Climate change favors northern migration of the disease, but it is migrating south as well.
There was some locking of horns between Dr. Paul Auewater of John Hopkins, and former President of Infectious Diseases Society of America, and the panelists. He questioned the effectiveness of extended uses of antibiotics, even as the lay witnesses felt that intravenous and prolonged treatment of their children was working. Despite several challenges from the panelists, he displayed equanimity and a consistent belief which he backed with references to studies that demonstrated no improvement with extended application of antibiotics, the three major ones being doxycycline, amoxicillan, and cefuroxime, and ceftriaxone if used intravenously. He emphasized that there are risks associated with these prolonged uses. This brought back much skepticism for the testing processes themselves from the panelists, including a rebuke from one doctor who assured Auewater he has had success with these protocols.

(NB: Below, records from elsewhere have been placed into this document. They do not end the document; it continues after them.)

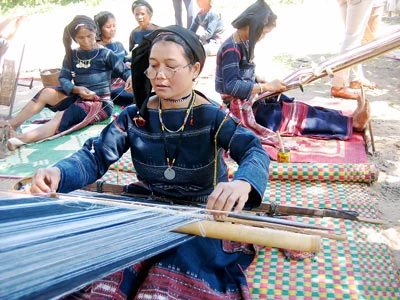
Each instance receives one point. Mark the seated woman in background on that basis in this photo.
(212, 27)
(143, 13)
(106, 30)
(187, 135)
(238, 85)
(84, 95)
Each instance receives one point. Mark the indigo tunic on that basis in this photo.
(202, 268)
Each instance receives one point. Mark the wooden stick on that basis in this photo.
(280, 141)
(288, 228)
(253, 235)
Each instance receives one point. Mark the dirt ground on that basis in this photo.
(305, 32)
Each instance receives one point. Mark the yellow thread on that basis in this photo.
(201, 229)
(216, 148)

To add more complexity to the problem, ticks may carry other diseases with or without Lyme. In a New Jersey study of 100 ticks, 57 carried Lyme, Lyme and other diseases, or simply other diseases. About fifty percent carried Lyme. That tiny population cannot be used to extrapolate to other tick populations, however.

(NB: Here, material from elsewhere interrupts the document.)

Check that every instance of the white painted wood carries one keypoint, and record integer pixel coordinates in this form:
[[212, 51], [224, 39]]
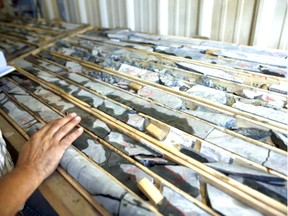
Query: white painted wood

Virginia Delegate Bob Marshall made a brief appearance and talked about a bill he had tried to push through the assembly that required mandatory reporting of the disease. “If you don’t look for something you won’t find it,” he said. The bill passed delegation but the Public Health Department killed it. Dr. Phil Baker, former NIH Program Officer, has also advised against further treatment trials, and has testified against more funding . More ominously, certain doctors have been investigated for treating Lyme as a chronic disease. Some health insurance companies have denied the use of antibiotics for Lyme. These may be contributing factors in the average delay of diagnosis, which is presently estimated at 1.7 to 1.8 years.

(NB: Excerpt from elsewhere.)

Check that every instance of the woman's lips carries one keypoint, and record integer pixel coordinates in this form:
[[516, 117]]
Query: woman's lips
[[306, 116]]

Lyme disease has a cost, as every debilitating illness does. According to Dr. Cameron, 88% of the costs of Chronic Lyme Disease (CLD) were indirect and non-medical costs because of a loss of productivity. To treat early (acute) LD, he estimated the cost to be about $1,310 annually per patient. The costs shoot up to $16,199 per year with CLD. In the State of Virginia that means about $9M per year to treat early LD and $67M annually to treat CLD. “We need to catch the cases early and treat them before people go on disability. The Public Health Department is not paying attention to the legislative end,” he cautioned, adding, “We need protection for doctors treating Lyme”
There was a great deal of talk about the methodologies of testing, the gathering of data, the results and the conclusions. An overall view of the status of the response to Lyme gave the medical establishment a poor grade. The body of knowledge at present has been compromised by poor technique, sloppy data gathering, expectations that may be too high or low, small numbers of people participating in the testing, and very basic differences in the philosophy of treatment. Many people, including some of the panelists showed frustration at the “establishment” for what appeared to be incompetence, dragging of feet, and delaying tactics. Time was being lost.
In the end the guests, the panelists and the audience seemed to focus on the need to increase the funding for research, tighten the data banks and improve consistency and methods used in clinical trials. And as one father repeated in his testimony, while brandishing a hefty binder containing years of research, “Read the literature. Don’t believe anything.”